Boulder airport isn’t need for aerial disaster response
In March 2022, the NCAR fire burned 190 acres and threatened thousands of homes, including mine. I felt the shock of realizing we needed to evacuate.
I share our community’s understanding of the vital importance of emergency response and our immense gratitude to emergency personnel. So here’s some great news! Boulder will retain aerial disaster response capabilities regardless of what we decide to do with the Boulder Municipal Airport site (BDU).
As an organizer of the Boulderairportpetition.net, which calls for repurposing the 179-acre BDU site as beautiful new Boulder neighborhoods, I helped to ensure that our petition supports ongoing helicopter staging for emergency use at the site. BDU is used by helicopters for emergency medical, flood and fire response.
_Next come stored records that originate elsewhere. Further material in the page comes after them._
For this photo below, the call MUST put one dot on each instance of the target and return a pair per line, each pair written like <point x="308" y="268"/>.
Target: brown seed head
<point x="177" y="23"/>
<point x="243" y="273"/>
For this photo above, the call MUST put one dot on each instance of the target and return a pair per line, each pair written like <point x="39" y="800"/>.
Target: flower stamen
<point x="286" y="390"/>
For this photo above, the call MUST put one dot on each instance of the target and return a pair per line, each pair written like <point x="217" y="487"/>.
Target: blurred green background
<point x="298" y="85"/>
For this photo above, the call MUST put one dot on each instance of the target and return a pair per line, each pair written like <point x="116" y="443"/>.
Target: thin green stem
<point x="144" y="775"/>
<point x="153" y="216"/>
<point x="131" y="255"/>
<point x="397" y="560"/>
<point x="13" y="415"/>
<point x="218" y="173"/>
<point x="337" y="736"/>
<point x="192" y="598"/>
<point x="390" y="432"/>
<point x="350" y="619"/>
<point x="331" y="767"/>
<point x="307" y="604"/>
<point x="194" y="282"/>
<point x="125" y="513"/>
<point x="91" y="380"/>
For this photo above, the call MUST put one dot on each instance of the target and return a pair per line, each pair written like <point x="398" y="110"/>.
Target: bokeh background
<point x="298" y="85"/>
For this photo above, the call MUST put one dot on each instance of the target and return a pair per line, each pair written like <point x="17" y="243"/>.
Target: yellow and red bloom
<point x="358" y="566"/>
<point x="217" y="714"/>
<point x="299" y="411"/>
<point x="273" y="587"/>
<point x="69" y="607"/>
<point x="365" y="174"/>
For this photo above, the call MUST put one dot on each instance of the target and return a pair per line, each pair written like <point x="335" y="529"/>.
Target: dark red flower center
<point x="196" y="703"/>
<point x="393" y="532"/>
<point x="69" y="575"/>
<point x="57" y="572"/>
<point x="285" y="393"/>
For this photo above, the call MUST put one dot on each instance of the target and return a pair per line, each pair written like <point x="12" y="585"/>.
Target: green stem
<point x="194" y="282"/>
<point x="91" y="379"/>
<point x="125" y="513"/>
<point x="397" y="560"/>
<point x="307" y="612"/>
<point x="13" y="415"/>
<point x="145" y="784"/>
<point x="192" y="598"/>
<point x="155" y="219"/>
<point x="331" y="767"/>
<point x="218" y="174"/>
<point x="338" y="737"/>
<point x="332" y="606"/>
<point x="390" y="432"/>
Fire-fighting planes, on the other hand, do not need BDU. Take it from Boulder Airport Manager, John Kinney, who told Boulder City Council on January 12, 2023, that planes that carry fire retardant are generally too big to use the Boulder airport’s runways, and instead use Rocky Mountain Metro Airport in Broomfield that has a fire retardant dispensing and mixing station. Or the City of Boulder’s wildland fire division chief, Brian Oliver. As described in a Boulder Reporting Lab article from July 17, 2023, “air tankers, which are planes that carry suppressant to put out fires, are based at the Rocky Mountain Metropolitan Airport. Oliver said the Boulder airport is useful for helicopters when fighting wildfires, but not necessary.”
Boulder is at a crossroads considering whether to repurpose the BDU site for beautiful mixeduse, mixed-income neighborhoods including sorely needed affordable housing. We at the Boulderairportpetition.net are proud to support continuing emergency helicopter uses in Boulder, at this site, no matter what the future holds.
I have lived in Boulder since 2008. I’m writing in my personal capacity.